Policyholders will carefully want to consider whether or not to report such attacks, even if the ransom paid (or demanded) is far less than the applicable SIR or deductible, as the failure to do so could result in adverse consequences in the future. (Because the SIR or deductible in most kidnap and ransom policies is often much lower than that in a cyber policy, the notice analysis could be far simpler and coverage might be available much sooner).
Also, some ransomware may remain dormant on a user’s system even though the initial ransom is paid and the decryption key has been used to unlock the system’s data. Moreover, as appears to be the case with the WannaCry attack – or even new attacks based on different forms of ransomware -- it would appear that the global attacks did not start and end on Friday, May 12, but are continuing as of Monday, May 15, when people returned to their offices.
If the initial ransomware attack was not reported to the insurer in a timely fashion, and a second attack takes place six months later and is only then reported to the insurer, the insurer may assert a "late notice" defense to avoid coverage of the damage from the second attack – which could be far worse – if the two attacks were the result of the same form of ransomware or if the two attacks were "related" because the second attack can be traced back to the malware infection that took place at the time of the first attack. Also, if there is a new insurer on the risk at the time of the second attack, and the first attack was not disclosed as part of the application process for the second cyber policy, the insurer might assert that the failure to dsclose the first attack represents a material non-disclosure of a potential risk, which, conceivably, might lead the inusuer either to seek to rescind the cyber policy or, at the very least, deny coverage for the losses arising from the second cyber attack.

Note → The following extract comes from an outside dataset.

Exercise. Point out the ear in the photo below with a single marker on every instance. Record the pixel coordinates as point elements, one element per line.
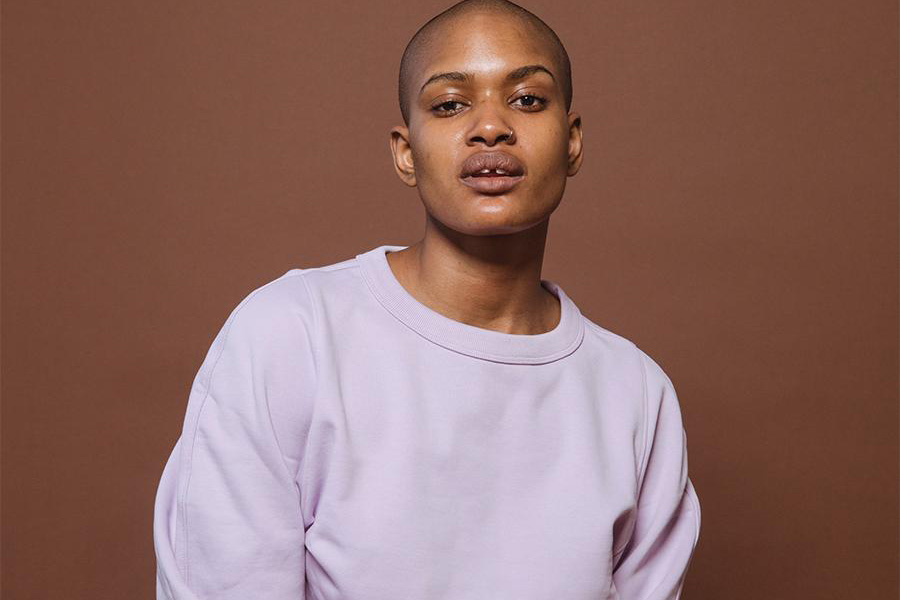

Thus, notice to the current insurer could be critical, and disclosure of a ransomware attack is also an important consideration when applying for a new cyber insurance policy or renewing an existing policy. Policyholders, therefore, need to be vigilant and well-informed when addressing issues of notice of a current attack or disclosure in the context of a cyber insurance (or other) application. Moreover, the legal standards governing the scope of a policyholder’s notice and disclosure obligations at the time of a cyber attack or cyber insurance policy application can vary widely depending upon the state’s law that would apply at the time a claim is made.
All of these issues demonstrate that a policyholder must carefully consider all the complex issues surrounding post-cyber attack actions and that the guidance of experienced insurance counsel, as well as insurance brokers, may be necessary to preserve insurance coverage in the face of such events.